Este fin de semana comienzan los partidos de octavos de final del campeonato mundial de fútbol Qatar 2022. Cada cuatro años, durante un mes, los futboleros de siempre -e incluso los que nunca entenderán lo que es una posición adelantada-, orbitan alrededor de este universo popular llamado fútbol. Para la columna de hoy, rescato uno de los once cuentos que da nombre a mi libro, Pasión inútil. Cuentos de fútbol (2019), que describe el emotivo testimonio de un padre -como yo-, que admite la responsabilidad de haber contagiado a su hijo de un amor sin fundamento ni contrapartida.

“Cuando lo veo gritar, como un loco en las tribunas; cuando se enfada desquiciadamente, después que nuestro centro delantero falla un penal; cuando salta iracundo entre medio de cientos de miles con camisetas celestes; cuando se queda ronco y afónico de tanto gritar en el estadio; cuando programa su vida en función del calendario de partidos de nuestro equipo; cuando repite de memoria los inservibles nombres de cada uno de nuestros jugadores, de diversas épocas; cuando lo veo triste, al bajar las gradas del Tahuichi; cuando se embarca en viajes riesgosos para estar en las peligrosas tribunas visitantes; cuando al inicio de la temporada se ilusiona que este será -finalmente- el año del campeonato; cuando todo esto, y algo más, ocurre… hago un mea culpa, porque yo le inculqué este amor inútil. Yo lo entusiasmé con hazañas improbables.

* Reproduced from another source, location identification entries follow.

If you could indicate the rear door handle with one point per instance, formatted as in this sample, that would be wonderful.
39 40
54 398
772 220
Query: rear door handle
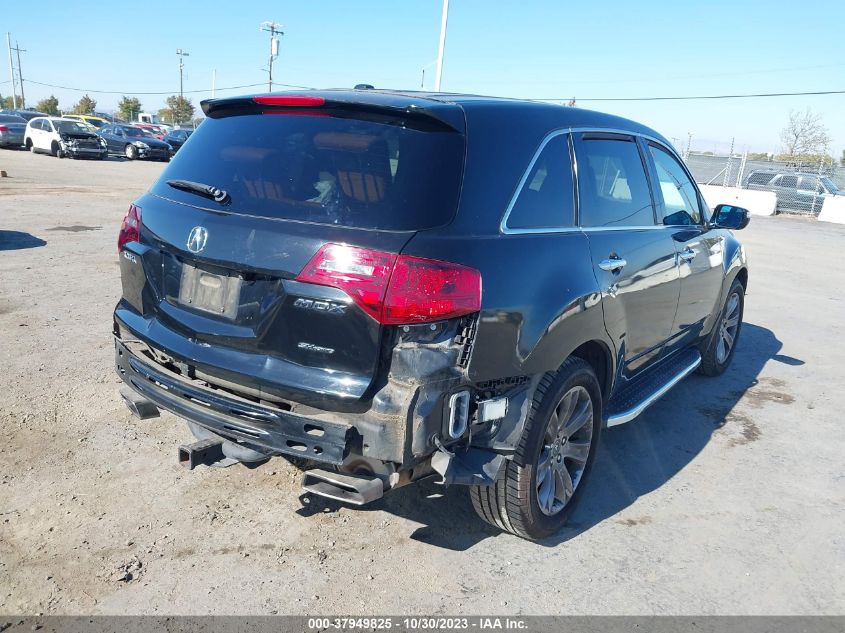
612 264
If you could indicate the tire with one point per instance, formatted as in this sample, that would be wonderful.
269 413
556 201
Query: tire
513 503
721 344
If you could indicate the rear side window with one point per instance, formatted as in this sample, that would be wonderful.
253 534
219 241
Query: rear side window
612 185
680 200
345 171
546 199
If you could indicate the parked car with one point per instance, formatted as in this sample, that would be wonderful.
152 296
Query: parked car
155 130
408 286
26 114
95 121
133 142
176 138
796 191
12 128
63 137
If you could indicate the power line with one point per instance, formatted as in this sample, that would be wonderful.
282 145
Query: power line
701 97
166 92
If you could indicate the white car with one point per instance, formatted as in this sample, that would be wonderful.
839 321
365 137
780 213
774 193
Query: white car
63 137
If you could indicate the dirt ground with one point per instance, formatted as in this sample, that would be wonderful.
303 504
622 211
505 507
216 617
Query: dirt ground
726 497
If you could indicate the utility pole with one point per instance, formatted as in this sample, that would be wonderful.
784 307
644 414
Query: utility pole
181 55
442 48
273 29
12 72
20 72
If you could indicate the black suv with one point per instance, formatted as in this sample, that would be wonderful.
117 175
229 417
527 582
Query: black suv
392 286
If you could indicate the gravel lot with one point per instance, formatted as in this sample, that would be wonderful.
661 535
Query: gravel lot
726 497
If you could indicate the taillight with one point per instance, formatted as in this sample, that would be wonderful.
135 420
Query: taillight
298 101
130 229
396 289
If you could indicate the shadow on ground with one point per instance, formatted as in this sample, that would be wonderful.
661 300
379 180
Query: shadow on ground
18 240
633 459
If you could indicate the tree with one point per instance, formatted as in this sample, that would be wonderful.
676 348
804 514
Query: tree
129 107
178 110
50 106
86 105
805 135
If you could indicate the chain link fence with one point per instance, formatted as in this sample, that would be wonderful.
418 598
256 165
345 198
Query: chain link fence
800 187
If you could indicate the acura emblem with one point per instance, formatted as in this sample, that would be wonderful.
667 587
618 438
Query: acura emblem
197 239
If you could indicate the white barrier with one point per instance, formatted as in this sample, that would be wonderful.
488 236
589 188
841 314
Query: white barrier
757 202
833 210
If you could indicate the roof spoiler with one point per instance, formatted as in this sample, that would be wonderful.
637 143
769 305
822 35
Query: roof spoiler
421 114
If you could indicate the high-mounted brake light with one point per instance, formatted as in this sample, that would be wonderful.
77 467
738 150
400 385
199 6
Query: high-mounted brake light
296 101
396 289
130 229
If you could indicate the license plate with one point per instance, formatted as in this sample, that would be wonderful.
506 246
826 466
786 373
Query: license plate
218 294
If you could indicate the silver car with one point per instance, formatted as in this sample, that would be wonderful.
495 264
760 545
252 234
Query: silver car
12 129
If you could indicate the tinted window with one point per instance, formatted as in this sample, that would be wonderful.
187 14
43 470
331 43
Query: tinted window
680 200
760 178
612 185
546 198
388 175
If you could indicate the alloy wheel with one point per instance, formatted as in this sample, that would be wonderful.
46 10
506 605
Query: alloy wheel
566 447
728 328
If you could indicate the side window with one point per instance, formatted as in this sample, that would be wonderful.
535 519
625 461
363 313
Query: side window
790 182
759 178
546 200
680 200
612 185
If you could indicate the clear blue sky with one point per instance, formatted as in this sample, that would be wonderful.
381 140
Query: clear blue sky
532 49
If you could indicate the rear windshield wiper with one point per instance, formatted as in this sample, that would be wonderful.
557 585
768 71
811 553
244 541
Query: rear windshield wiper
207 191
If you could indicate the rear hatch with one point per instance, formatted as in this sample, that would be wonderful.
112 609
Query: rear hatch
218 279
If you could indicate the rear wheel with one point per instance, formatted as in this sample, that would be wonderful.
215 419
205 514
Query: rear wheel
722 342
539 488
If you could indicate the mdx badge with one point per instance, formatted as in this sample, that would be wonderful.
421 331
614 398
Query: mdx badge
197 239
320 306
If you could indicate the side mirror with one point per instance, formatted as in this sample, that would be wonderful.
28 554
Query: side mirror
727 216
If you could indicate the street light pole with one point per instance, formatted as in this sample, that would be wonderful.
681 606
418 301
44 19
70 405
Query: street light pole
12 72
273 28
439 74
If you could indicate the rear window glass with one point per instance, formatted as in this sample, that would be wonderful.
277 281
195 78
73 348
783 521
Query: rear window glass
323 169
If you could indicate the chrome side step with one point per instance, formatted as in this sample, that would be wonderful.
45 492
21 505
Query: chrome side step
354 489
690 363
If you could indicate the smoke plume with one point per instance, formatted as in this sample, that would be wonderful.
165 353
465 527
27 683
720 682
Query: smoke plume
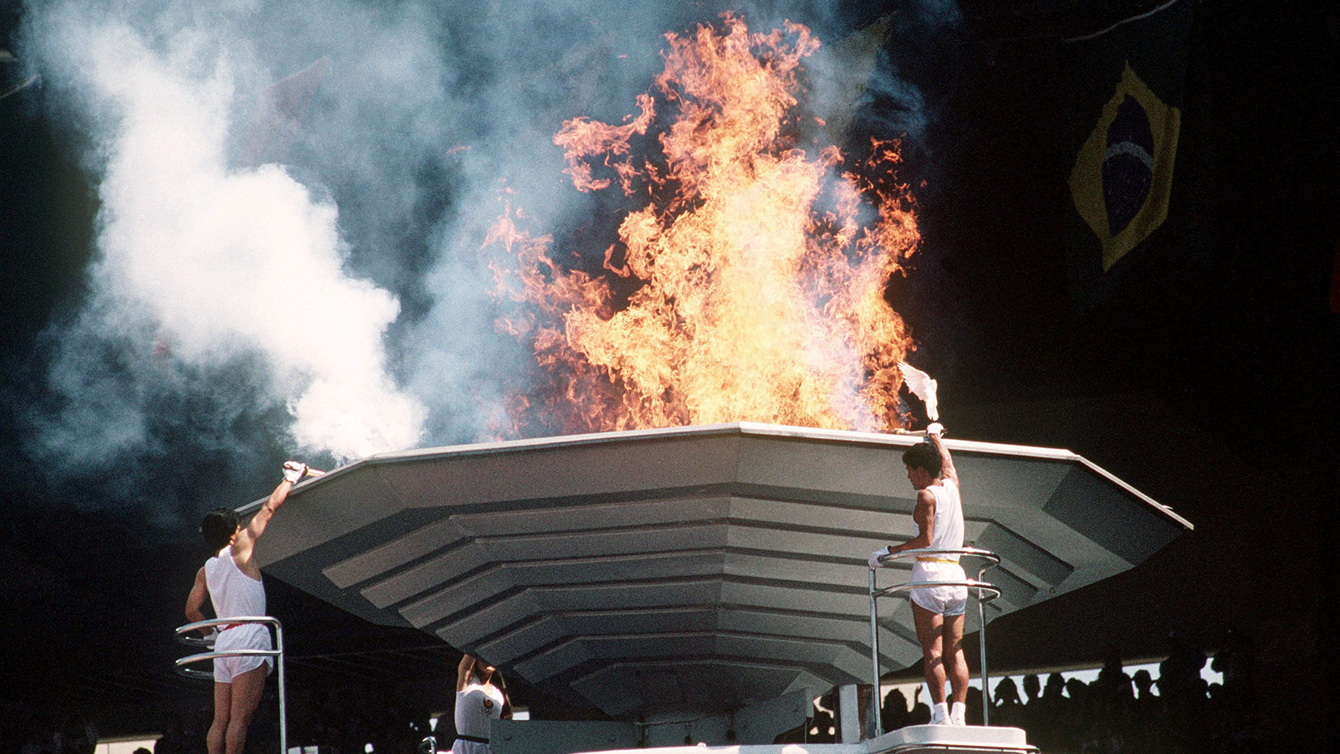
292 198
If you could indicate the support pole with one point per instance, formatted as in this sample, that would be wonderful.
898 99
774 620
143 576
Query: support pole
874 659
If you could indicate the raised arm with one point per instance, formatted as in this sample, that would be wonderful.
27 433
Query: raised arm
925 517
462 671
507 698
946 470
196 599
247 537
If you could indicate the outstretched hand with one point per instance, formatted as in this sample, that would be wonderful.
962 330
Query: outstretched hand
874 557
294 470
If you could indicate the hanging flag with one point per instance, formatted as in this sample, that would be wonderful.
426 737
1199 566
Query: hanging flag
1123 174
1128 81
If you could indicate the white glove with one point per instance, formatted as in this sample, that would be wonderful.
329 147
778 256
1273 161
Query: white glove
294 470
874 559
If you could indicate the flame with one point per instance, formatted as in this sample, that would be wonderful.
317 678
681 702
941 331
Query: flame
757 269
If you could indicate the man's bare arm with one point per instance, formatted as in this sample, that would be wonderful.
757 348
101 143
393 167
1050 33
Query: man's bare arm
925 517
256 526
946 462
196 599
253 529
462 672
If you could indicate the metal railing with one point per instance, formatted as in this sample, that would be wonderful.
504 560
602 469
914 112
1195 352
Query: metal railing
278 652
985 593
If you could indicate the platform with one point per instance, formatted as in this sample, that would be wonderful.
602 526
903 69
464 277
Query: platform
693 568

A veces me avergüenzo de pensar en todas las cosas importantes que no fui capaz de enseñarle, porque perdí el tiempo enseñándole cosas como esta. Sin medir las consecuencias, le contagié un amor sin fundamento ni contrapartida.

Lo hice mi cómplice. Le transmití mi condición de hincha de una pasión inservible. Lo inoculé para siempre con el veneno dulce del amor perpetuo. Lo infecté -irresponsablemente-, de una sinrazón que no se cura. Año tras año, le lavé el cerebro con una de las mayores estupideces humanas. Lo hice socio de un emprendimiento que no genera utilidades. Lo llevé, desde muy pequeño, a una cancha de fútbol como si ahí se jugara el futuro de la humanidad. Lo hice sufrir con la idiotez de once tipos en pantalón corto corriendo detrás de una pelota de cuero, luchando con otros imbéciles parecidos para encajarla entre medio de tres palos. Lo ilusioné con levantar una copa de lata, como si eso significara algo en la vida. Lo forcé a compartir conmigo una causa común, que es una soberana chifladura. Lo contaminé con mis trastornos, obsesiones y ridiculeces.

A pesar de todo, cuando el azar nos permite hacer un gol y ganamos a nuestro clásico rival o cuando vencemos al penúltimo de la tabla, que es un equipo recién ascendido; incluso, cuando arañamos un agónico empate en las alturas… alcanzamos la gloria.

No hay razón que lo justifique, pero este amor enajenado nos ha sabido unir de una manera inexplicable. Es imposible describir todo lo que hemos vivido desde la tribuna de un estadio o frente a la pantalla de un televisor.

Los festejos y carcajadas cuando ganamos una tarde de domingo. Las infinitas y sabrosas charlas mientras esperamos que los equipos salten a la cancha. Los periplos, por cielos de todos los continentes, detrás de una pelota.

¡Hijo mío, te pido perdón! Pero creo que el alborozo y el llanto incontenible cuando dimos la vuelta olímpica en La Paz y nos fundimos en un largo y apretado abrazo, lo compensa todo y me redime de mis pecados”.